Skusiłam się ostatnio podczas pobytu na basenie :-)  Jest w cenie biletu wstępu na basen więc stwierdziłam, że spróbuję i powiem , że byłam mile zaskoczona! Zawsze myślałam, że to takie bezsensowne machanie rękami, skakanie, itd  - jednak momentami naprawdę czułam zmęczenie. Oczywiście nie tak jak podczas joggingu ale jednak mięśnie pracowały i czułam to. To pierwsza taka moja przygoda z tą formą aktywności fizycznej i nie wykluczone, że jeszcze kiedyś skorzystam :-)
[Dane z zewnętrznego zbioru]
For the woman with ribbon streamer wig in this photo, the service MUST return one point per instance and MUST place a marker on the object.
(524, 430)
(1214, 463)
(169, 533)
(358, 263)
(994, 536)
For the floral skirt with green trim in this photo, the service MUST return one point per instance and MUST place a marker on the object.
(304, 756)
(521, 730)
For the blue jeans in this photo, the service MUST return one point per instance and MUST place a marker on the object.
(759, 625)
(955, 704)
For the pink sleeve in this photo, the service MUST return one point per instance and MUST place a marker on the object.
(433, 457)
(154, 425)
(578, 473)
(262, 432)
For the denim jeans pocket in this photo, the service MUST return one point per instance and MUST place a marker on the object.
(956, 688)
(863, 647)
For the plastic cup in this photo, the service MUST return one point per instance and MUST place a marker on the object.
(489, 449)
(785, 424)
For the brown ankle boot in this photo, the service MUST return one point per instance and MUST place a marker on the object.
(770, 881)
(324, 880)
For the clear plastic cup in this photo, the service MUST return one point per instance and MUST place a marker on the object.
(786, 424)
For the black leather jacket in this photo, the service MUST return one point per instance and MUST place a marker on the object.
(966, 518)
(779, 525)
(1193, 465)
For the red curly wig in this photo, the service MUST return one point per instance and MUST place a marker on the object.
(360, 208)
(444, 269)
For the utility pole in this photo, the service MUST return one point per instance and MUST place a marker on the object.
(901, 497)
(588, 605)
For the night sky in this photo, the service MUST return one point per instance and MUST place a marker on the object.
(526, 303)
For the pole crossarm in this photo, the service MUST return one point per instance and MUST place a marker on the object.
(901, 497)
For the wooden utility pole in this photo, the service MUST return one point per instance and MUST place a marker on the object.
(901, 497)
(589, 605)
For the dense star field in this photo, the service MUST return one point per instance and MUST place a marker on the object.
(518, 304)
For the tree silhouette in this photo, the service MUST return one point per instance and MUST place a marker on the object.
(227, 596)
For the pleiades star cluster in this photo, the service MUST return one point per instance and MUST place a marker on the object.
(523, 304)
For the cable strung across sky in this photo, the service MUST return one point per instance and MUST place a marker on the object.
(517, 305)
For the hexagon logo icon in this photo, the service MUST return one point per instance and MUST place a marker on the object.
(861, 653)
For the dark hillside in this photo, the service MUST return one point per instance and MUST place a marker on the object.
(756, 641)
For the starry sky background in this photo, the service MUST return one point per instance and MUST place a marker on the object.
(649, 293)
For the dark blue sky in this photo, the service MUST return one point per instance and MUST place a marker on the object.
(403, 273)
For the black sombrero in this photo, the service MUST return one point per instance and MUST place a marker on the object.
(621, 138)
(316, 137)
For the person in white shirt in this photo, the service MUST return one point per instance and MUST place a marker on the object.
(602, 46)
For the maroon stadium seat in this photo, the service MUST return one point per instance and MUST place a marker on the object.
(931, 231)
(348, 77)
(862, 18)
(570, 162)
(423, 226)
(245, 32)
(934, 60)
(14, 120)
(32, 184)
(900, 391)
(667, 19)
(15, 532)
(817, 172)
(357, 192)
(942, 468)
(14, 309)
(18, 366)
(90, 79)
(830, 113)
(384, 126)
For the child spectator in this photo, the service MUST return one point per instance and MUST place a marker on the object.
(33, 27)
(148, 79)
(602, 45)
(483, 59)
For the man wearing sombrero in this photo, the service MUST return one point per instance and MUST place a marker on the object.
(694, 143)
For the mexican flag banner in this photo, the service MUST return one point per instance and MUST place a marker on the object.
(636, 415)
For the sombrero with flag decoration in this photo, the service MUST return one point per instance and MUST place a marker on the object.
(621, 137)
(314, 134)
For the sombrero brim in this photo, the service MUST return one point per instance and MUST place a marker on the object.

Waga - 59,4 kg dziś rano  mimo wczorajszych wpadek żywieniowych. Wróciłam z pracy strasznie głodna, zapomniałam zabrać śniadanie  no i ciągu dalszego możecie się domyślić...jadłam co było pod ręką zanim zdążyłam przygotować ciepły posiłek.
Przed pracą udało mi się poćwiczyć ok 30 min, brzuszki, uda, pośladki, piłka+hula hop / ostatnio wróciło do łask/

Dziś w planach 30 minut ćwiczeń dywanowych z Fitapy i Natalią / filmiki poniżej/ 
Miłego weekendu



3 lutego 2014 , Komentarze (1)


Celem jest osiągnięcie stabilnych 59 kg.
Będę się bardzo pilnować do soboty, w niedzielę zawsze  planuję sobie dzień "przyjemnosci" słodyczowych.- taki trochę" cheat day"
W planie ćwiczenia- codziennie 20 minut / lub oczywiście dłużej jesli się uda/, 
z piłką,  na uda, na brzuch...

Poszukuję od jakiegoś czasu ćwiczeń wzmacniających część piersiową kregosłupa. Od siedzącej pracy przy kompie mam duże problemy z tą częścią kręgosłupa. Jedyna szansa to wzmocnić tam mięśnie, żeby lepiej "trzymały" kręgi
Jeśli macie jakieś materiały, linki to bardzo proszę o informację
Dzięki :-)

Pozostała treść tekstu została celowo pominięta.